また君に会うための春が来て

第一一話 文化祭

2022年9月18日文化祭二日目。厳しい残暑のなか、新学期に入って、あっという間に、この日を迎えた。長空北高校の文化祭は、例年部活対抗ブレイキン大会と軽音楽部のライブが人気だ。



今年は文芸部のたこ焼き屋が大いに繁盛していた。浦川辺あやが、ハキハキとした声で、たこ焼きを売る。



「レンコン・明太子・ブロッコリーです!12個で600円になります!」



文芸部員は1年生から3年生まで総動員され、店子売子と調理班に分けてフル稼働していた。調理班は家庭科室で調理をし続ける。たこ焼きの中に入れる具材のバリエーションを今年から一気に増やして臨んだ。もちろんタコも入っている。赤字覚悟の大量生産だが、流石は元子役だった。

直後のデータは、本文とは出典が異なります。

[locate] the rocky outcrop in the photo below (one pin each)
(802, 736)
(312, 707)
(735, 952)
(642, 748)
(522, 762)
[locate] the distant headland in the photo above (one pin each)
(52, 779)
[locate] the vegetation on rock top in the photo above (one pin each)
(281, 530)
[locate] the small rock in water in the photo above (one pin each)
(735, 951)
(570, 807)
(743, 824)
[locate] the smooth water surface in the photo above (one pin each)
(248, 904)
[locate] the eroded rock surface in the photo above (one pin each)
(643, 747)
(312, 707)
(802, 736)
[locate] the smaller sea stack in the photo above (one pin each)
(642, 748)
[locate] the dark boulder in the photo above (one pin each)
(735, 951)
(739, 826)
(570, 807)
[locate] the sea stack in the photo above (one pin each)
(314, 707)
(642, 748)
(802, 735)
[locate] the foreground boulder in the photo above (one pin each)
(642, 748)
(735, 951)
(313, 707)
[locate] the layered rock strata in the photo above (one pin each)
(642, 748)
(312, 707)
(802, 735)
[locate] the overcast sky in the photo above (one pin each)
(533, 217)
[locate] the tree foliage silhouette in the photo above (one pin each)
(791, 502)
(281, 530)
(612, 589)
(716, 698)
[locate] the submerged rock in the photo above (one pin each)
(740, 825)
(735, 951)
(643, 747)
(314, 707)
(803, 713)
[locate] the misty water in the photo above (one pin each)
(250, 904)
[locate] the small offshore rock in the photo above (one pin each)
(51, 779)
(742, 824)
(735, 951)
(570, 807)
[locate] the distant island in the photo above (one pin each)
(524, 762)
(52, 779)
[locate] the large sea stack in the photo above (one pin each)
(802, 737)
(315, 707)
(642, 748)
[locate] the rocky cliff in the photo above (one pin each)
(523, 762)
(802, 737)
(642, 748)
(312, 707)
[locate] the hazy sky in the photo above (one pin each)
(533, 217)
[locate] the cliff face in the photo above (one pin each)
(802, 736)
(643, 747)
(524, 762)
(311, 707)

止まらない人の流れ。他校の生徒から、近隣住民の方まで幅広く、来校する。店前に来る人が皆「可愛い子がいる」と言って、足を止め、たこ焼きを注文する。たこ焼きは飛ぶように売れる。



さやも、あやの隣で注文を捌く。



「アボガドとニラです♡8個で400円になります♡」



日頃英語の授業で使う教室は、文化祭で文芸部のたこ焼き屋のスペースとなった。並べた机にテーブルクロスが8席分。廊下側の窓や壁を模造紙で貼りかえて、花柄の飾りつけをした。花瓶や、ぬいぐるみも陳列させた。



「殺風景な教室だったから♡可愛くするのに時間がかかったよね♡」



「頑張った甲斐があってお客さんが来てくれるね!」



二人の間にある空気が、可愛らしいぬいぐるみに負けない、彩りだ。



正午を過ぎても来客が減る様子はない。調理班はローテーションしているから、もう各自昼休憩を済ませただろうか。



あやとさやの声が、廊下から階段を抜けて、違う階まで聴こえそうなくらい元気がよい。しかし、いつまでもやらせておくわけにもいかないと思い、「代わるよ」と上級生が言う。



「大丈夫です♡楽しくて」と、さやが言う。



あやとさやは、売るのが楽しくて仕方が無かったが、「そういうわけにはいかない」と言って、3年生二人が交代してくれた。



「二人で好きなところ行っておいで。あとベテランがやっとくから」



あやとさやは、楽しかったとはいえ労働から解放され、自由の身になる。